Ketika Presiden Lee Jae-myung menyebut bahwa harga saham Korea mengalami koreksi pada pertemuan makan malam 24 Mei, CEO NVIDIA Jensen Huang merespons “It’s going to go back up,” dengan memberikan pandangan optimistis mengenai pasar saham Korea.
Siapa saja yang hadir di makan malam para pemimpin AI di San Francisco pada 24 Mei?
Makan malam tersebut dihadiri oleh CEO NVIDIA Jensen Huang, Presiden sekaligus CEO Broadcom Hock Tan, Presiden Microsoft Azure Hardware Rani Borkar dari pihak AS, serta Ketua Samsung Electronics Lee Jae-yong, Ketua Grup SK Chey Tae-won, Ketua Grup Hyundai Motor Chung Eui-sun, dan Ketua Dewan Naver Lee Hae-jin dari pihak Korea, bersama dengan pejabat pemerintah.

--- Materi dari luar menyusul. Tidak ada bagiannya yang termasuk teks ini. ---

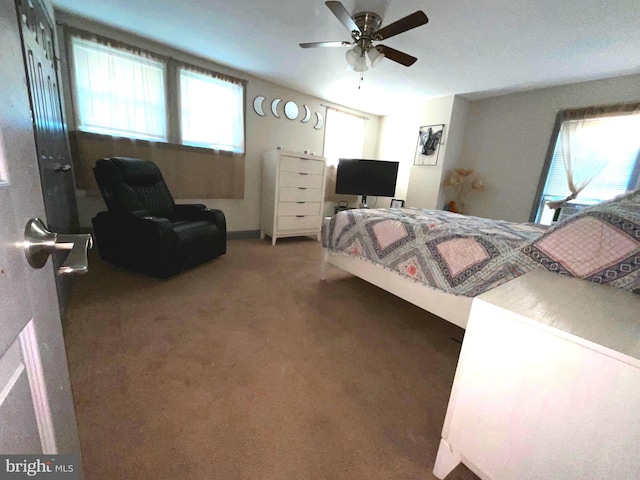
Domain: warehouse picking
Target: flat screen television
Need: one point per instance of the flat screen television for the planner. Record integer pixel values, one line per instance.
(366, 177)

Apa yang dikatakan para CEO global tentang potensi industri AI Korea?
Para CEO global menyatakan bahwa Korea memiliki kemampuan untuk menantang tiga besar global di bidang AI dan bahwa dengan investasi yang aktif akan memungkinkan untuk menciptakan model AI frontier kelas dunia dalam waktu singkat. Mereka juga menyarankan agar Korea mengembangkan model AI independennya sendiri di samping memanfaatkan model AI global.